Başını sallayarak geri geri odasına giren Sare, adamın da henüz yeni kalktığını görünce rahatladı. Hızlı hareketlerle, dün yanında getirdiği kıyafetlerini giyinerek, çıkardıklarını çantaya yerleştirdi. Aynaya baktığında gözlerindeki şişliğin daha fazla olduğunu gördü. Allah'tan kirpiklerinin uzunluğu durumu kurtarıyordu. Kısacık olsaydı kirpikleri, bu şiş gözlerde kesinlikle kaybolurdu. Çantasından çıkardığı rimel ile kirpiklerine biraz şekil verdikten sonra, allık ile solgun yüzüne renk verdi. Dudaklarına da parlatıcılı dudak koruyucusu sürdükten sonra, saçlarını açık bırakarak hazırlığını bitirmişti. Odanın dışına çıkığında ,ortalarda hiç kimsecikler yoktu. Salih'in odasından gelen seslerle hala hazırlanmaya devam ettiğini anlaması uzun sürmedi.
Midesinden gelen sesler, ne kadar acıktığının işaretini veriyordu. Hızlı adımlarla mutfağa doğru yönlenerek, Salih ile kendisine sandviç hazırladı. Birer bardak tropikal meyve suyu doldurduktan sonra, arkasında onu izleyen gözlerin varlığını hissetti, hiç arkasına bakmadan.

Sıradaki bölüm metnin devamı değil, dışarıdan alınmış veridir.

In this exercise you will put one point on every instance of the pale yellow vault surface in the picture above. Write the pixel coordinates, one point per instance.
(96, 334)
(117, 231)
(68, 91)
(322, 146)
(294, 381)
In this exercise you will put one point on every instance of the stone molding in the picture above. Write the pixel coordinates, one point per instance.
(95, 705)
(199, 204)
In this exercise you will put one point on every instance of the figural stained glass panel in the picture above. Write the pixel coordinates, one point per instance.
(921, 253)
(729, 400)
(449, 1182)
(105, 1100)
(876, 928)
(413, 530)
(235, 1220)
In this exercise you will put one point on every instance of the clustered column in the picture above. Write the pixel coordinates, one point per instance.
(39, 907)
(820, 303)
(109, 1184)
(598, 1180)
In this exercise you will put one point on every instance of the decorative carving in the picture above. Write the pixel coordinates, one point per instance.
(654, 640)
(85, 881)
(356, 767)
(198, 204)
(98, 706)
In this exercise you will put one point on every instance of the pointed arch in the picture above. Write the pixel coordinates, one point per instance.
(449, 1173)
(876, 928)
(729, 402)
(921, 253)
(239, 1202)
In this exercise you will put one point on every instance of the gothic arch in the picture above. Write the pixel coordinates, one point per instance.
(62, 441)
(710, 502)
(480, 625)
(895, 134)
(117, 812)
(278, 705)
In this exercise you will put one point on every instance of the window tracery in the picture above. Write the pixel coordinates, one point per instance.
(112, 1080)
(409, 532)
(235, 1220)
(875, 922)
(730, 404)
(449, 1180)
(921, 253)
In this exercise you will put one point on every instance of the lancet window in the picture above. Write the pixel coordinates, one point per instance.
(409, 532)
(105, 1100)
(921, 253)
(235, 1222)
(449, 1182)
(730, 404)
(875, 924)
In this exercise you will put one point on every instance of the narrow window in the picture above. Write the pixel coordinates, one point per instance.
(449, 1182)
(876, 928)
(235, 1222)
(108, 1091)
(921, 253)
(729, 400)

"Nasıl bu kadar sessizce gelip, beni ordan izliyorsun?"
"Burada olduğumu anladığına göre, pek de sessiz sayılmam. "
"Tecrübe diyelim." dedikten sonra yüzünü adama dönen genç kız " Vaktimiz varsa birer sandviç yiyebiliriz diye düşündüm."dedi.
"Vaktimiz yok aslında ama, hazırladın madem, yiyelim." diyerek mutfaktaki masaya kuruldu.
Salih, ilk ısırığını almıştı ki masanın üzerinde duran telefonun çalmasıyla ekranda yazan Tuna yazısını gördü.
"Rüyanda beni mi gördün oğlum , sabah sabah." dedikten sonra Tuna'nın sözleriyle gülümseyerek ayağa kalktı ve salona doğru yürüdü genç adam. Ama konuşması bitip geri döndüğünde, yüzündeki gülümsemesi yerini ciddiyete bırakmıştı.
"Önemli birşey mi?" diye sordu Salih'i izleyen genç kız.
"Senin çekimlerini dün yayınlamışlar ve benim bundan daha yeni haberim oluyor. "
"Gerçekten mi?" diyerek gülümsemek isteyen kız, Salih'in yüzündeki ifadeyi idrak edince vazgeçti. Ve devam etti sözlerine.
"Haber vermemeleri çok saçma. Bu işlerden fazla anlamam ama olan olmuş artık. Haberimiz olsa ne değişecekti ki? Sonuçta onlar için çalıştık ve ücretini de fazlasıyla ödediler."
"Benim çekimlerini yaptığım ürünün reklam filmini en son ben mi izleyeceğim yani. Hem asıl konu bu değil. "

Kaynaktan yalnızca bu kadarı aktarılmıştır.